スタッフSの海外ネットサーフィン No.22 「Claude Leveque - Sous le plus grand chapiteau du monde」

読者の皆様こんにちわ。今月に入って三回目のお目汚しとあって、流石に前口上のネタも尽きているスタッフSこと新澤です。いよいよ2014年も残す所1週間を切り、仕事も明日1日のみ、何とはなしにシンミリと…する前に年始の挨拶を考えなければなりません。さて来年は何を言ったものやら。

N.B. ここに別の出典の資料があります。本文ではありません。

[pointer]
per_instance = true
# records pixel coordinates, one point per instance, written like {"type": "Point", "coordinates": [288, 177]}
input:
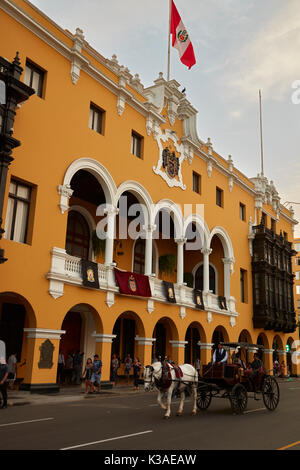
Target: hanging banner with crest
{"type": "Point", "coordinates": [90, 276]}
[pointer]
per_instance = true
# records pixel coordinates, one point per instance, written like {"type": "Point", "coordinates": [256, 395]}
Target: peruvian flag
{"type": "Point", "coordinates": [180, 38]}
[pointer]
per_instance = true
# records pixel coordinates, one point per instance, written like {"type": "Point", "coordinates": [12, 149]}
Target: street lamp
{"type": "Point", "coordinates": [12, 93]}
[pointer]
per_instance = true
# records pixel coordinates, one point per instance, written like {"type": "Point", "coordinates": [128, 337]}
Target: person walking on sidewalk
{"type": "Point", "coordinates": [3, 381]}
{"type": "Point", "coordinates": [96, 376]}
{"type": "Point", "coordinates": [88, 372]}
{"type": "Point", "coordinates": [12, 370]}
{"type": "Point", "coordinates": [136, 372]}
{"type": "Point", "coordinates": [114, 369]}
{"type": "Point", "coordinates": [128, 364]}
{"type": "Point", "coordinates": [77, 364]}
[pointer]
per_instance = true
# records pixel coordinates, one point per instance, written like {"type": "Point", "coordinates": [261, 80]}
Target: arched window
{"type": "Point", "coordinates": [78, 236]}
{"type": "Point", "coordinates": [199, 279]}
{"type": "Point", "coordinates": [139, 257]}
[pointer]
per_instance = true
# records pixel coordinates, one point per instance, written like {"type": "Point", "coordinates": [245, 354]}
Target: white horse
{"type": "Point", "coordinates": [154, 376]}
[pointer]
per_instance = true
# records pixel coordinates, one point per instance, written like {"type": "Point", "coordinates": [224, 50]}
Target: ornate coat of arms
{"type": "Point", "coordinates": [132, 284]}
{"type": "Point", "coordinates": [171, 156]}
{"type": "Point", "coordinates": [170, 162]}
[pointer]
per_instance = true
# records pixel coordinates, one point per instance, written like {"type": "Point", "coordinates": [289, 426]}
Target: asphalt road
{"type": "Point", "coordinates": [135, 421]}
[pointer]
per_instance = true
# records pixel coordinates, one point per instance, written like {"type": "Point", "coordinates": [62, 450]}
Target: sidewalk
{"type": "Point", "coordinates": [74, 393]}
{"type": "Point", "coordinates": [67, 394]}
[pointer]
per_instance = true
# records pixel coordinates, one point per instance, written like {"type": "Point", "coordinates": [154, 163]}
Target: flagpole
{"type": "Point", "coordinates": [261, 137]}
{"type": "Point", "coordinates": [169, 40]}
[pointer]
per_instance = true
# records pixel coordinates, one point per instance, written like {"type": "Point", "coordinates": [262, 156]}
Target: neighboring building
{"type": "Point", "coordinates": [297, 276]}
{"type": "Point", "coordinates": [91, 134]}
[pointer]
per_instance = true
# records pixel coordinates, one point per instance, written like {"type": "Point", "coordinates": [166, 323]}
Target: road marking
{"type": "Point", "coordinates": [252, 411]}
{"type": "Point", "coordinates": [107, 440]}
{"type": "Point", "coordinates": [26, 422]}
{"type": "Point", "coordinates": [290, 445]}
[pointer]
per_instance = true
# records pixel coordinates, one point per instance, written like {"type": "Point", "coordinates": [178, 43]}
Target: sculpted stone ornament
{"type": "Point", "coordinates": [46, 356]}
{"type": "Point", "coordinates": [171, 157]}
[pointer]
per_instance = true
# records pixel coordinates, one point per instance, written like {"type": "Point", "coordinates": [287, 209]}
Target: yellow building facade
{"type": "Point", "coordinates": [93, 137]}
{"type": "Point", "coordinates": [297, 275]}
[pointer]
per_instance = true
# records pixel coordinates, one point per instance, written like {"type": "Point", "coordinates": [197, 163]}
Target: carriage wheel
{"type": "Point", "coordinates": [270, 391]}
{"type": "Point", "coordinates": [238, 399]}
{"type": "Point", "coordinates": [203, 400]}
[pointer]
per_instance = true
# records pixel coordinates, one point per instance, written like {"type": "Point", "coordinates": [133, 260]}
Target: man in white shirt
{"type": "Point", "coordinates": [12, 369]}
{"type": "Point", "coordinates": [220, 355]}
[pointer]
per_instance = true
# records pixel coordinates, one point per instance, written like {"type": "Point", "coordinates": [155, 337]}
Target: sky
{"type": "Point", "coordinates": [241, 46]}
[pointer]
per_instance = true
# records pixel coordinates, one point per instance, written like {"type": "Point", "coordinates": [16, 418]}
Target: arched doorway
{"type": "Point", "coordinates": [127, 329]}
{"type": "Point", "coordinates": [79, 324]}
{"type": "Point", "coordinates": [199, 282]}
{"type": "Point", "coordinates": [139, 252]}
{"type": "Point", "coordinates": [194, 336]}
{"type": "Point", "coordinates": [87, 195]}
{"type": "Point", "coordinates": [15, 314]}
{"type": "Point", "coordinates": [245, 337]}
{"type": "Point", "coordinates": [164, 332]}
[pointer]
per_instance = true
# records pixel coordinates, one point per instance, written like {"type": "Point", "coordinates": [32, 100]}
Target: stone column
{"type": "Point", "coordinates": [227, 264]}
{"type": "Point", "coordinates": [111, 224]}
{"type": "Point", "coordinates": [149, 229]}
{"type": "Point", "coordinates": [103, 349]}
{"type": "Point", "coordinates": [268, 360]}
{"type": "Point", "coordinates": [144, 350]}
{"type": "Point", "coordinates": [206, 252]}
{"type": "Point", "coordinates": [40, 370]}
{"type": "Point", "coordinates": [206, 353]}
{"type": "Point", "coordinates": [180, 259]}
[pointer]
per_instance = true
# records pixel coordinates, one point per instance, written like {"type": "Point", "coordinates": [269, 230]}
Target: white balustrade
{"type": "Point", "coordinates": [67, 269]}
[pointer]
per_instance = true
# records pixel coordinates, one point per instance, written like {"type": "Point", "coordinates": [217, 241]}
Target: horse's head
{"type": "Point", "coordinates": [148, 378]}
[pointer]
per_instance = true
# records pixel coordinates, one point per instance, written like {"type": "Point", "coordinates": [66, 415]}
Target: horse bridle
{"type": "Point", "coordinates": [151, 381]}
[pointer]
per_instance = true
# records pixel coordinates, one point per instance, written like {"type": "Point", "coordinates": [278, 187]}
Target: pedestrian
{"type": "Point", "coordinates": [12, 370]}
{"type": "Point", "coordinates": [114, 369]}
{"type": "Point", "coordinates": [136, 372]}
{"type": "Point", "coordinates": [276, 368]}
{"type": "Point", "coordinates": [282, 369]}
{"type": "Point", "coordinates": [88, 372]}
{"type": "Point", "coordinates": [96, 376]}
{"type": "Point", "coordinates": [198, 365]}
{"type": "Point", "coordinates": [128, 364]}
{"type": "Point", "coordinates": [3, 381]}
{"type": "Point", "coordinates": [69, 368]}
{"type": "Point", "coordinates": [220, 355]}
{"type": "Point", "coordinates": [60, 367]}
{"type": "Point", "coordinates": [77, 367]}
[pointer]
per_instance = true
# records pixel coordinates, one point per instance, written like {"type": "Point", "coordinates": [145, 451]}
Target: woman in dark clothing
{"type": "Point", "coordinates": [136, 372]}
{"type": "Point", "coordinates": [88, 375]}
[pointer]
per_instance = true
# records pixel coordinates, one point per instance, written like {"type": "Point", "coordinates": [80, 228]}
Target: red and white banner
{"type": "Point", "coordinates": [180, 38]}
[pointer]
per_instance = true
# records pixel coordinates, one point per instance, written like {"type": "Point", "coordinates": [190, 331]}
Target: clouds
{"type": "Point", "coordinates": [271, 60]}
{"type": "Point", "coordinates": [241, 46]}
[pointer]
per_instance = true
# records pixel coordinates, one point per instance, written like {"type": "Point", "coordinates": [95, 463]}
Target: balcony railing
{"type": "Point", "coordinates": [66, 269]}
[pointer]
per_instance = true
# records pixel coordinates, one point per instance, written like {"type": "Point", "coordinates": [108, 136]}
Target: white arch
{"type": "Point", "coordinates": [154, 249]}
{"type": "Point", "coordinates": [195, 269]}
{"type": "Point", "coordinates": [141, 194]}
{"type": "Point", "coordinates": [171, 207]}
{"type": "Point", "coordinates": [91, 223]}
{"type": "Point", "coordinates": [225, 240]}
{"type": "Point", "coordinates": [201, 226]}
{"type": "Point", "coordinates": [96, 169]}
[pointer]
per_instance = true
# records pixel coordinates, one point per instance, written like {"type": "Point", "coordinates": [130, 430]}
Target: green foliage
{"type": "Point", "coordinates": [189, 279]}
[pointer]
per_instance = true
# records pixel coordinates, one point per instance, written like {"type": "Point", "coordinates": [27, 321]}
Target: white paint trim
{"type": "Point", "coordinates": [43, 333]}
{"type": "Point", "coordinates": [216, 274]}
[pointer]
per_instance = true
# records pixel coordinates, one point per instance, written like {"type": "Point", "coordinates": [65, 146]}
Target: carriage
{"type": "Point", "coordinates": [237, 383]}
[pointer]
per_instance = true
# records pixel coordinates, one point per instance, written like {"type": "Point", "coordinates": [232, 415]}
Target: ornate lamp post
{"type": "Point", "coordinates": [12, 93]}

ここの所、現地レポート以外はイギリスに話題が偏っていたこの連載、今回は河岸を変えてフランス、パリの美術館、その中でも大御所中の大御所であるルーヴル美術館を取り上げさせていただきたいと思います。思えば連載開始当初は世界各地のマイナー美術館のマイナーイベント紹介みたいな感じで書いていたハズなのに、気付けば大英博物館だのオルセーだの、何故こうなってしまったのか…

Paris July 2011-27a.jpg
"Paris July 2011-27a" by Alvesgaspar - 投稿者自身による作品. Licensed under CC BY-SA 3.0 via ウィキメディア・コモンズ.


ともあれ、まずはルーヴルの背景から。
フランスの国立美術館であるルーヴル美術館(Musee du Louvre)は、世界最大級の美術館であると同時に、世界最大級の史跡のひとつでもあります。パリ中心部1区、セーヌ川の右岸に位置し、先史時代から19世紀までの様々な美術品35,000点近くが、総面積60,600平方メートルの展示場所で公開されています。世界で最も入場者数の多い美術館で、毎年800万人を超える入場者が訪れており、名実共に世界最高峰の美術館です。建物は12世紀に要塞として建設されたルーヴル城が基となっており、フランソワ1世以来フランス王の王宮として使用されてきましたが、1682年にルイ14世が自身の王宮にヴェルサイユ宮殿を選び、ルーヴル宮殿の主たる役割は1692年以来収集されてきた古代彫刻などの王室美術品コレクションの収蔵、展示場所となり、これが今日のルーヴル美術館の前身です。美術館として正式に開館したのは1793年のことで、この時には王室所有だった、あるいは教会財産から没収された絵画を中心として、537点の絵画が展示されていました。しかしながら、建物の構造上の問題から1796年にいったん閉館されており、1801年に再度開館しました。フランス皇帝ナポレオン1世が、諸国から美術品を収奪したことにより所蔵品は増大した時には、名前を一時「ナポレオン美術館」と改名したこともありました。現在ルーヴルのエントランスとして知られているルーヴル・ピラミッドは1983年に当時のフランス大統領ミッテランが推進した「パリ大改造計画」の一環である「大ルーヴル計画」によるもので、建築家イオ・ミン・ペイによって提案され、1988年に完成したものです。

20141226_louvre

そんなルーヴル・ピラミッドで来年の1月2日まで展示されているのが、フランスの造形芸術家クロード・レヴェック(Claude Leveque)によるネオンで造られた稲妻、正式名称"Sous le plus grand chapiteau du monde(世界一の天蓋の下で)"。ルーヴルではこれまでにもアンリ・ロワレット前館長の頃に企画された現代アートプログラムとして、2011年のトニー・クラッグ(Tony Cragg)、2012年のヴィム・デルボワ(Wim Delvoye)、そして2013年のロリス・グレオ(Loris Greaud)の作品を展示してきており、今回のクロード・レヴェックの展示は4期目となります。
1980年代から光や音を使い、時に挑戦的で時に詩的な作品を発表し続けるクロード・レヴェック。彼は日本でも2002年に水戸芸術館現代美術センター、2012年には越後妻有大地の芸術祭等に参加しており、2015年秋にはルーヴル美術館の中世要塞跡にて企画展の第二弾も予定されています。
ルーヴルと言えばレオナルド・ダ・ヴィンチの《モナ・リザ》やミロのヴィーナスサモトラケのニケ等の古典大作が目立ちますが、そんな場所に国家政策としてルーヴル・ピラミッドのようなデザインを導入し、尚且つそこで現代アートプログラムという企画を実行してしまう辺り、流石にパリの美的感覚は違うなぁと思わされます。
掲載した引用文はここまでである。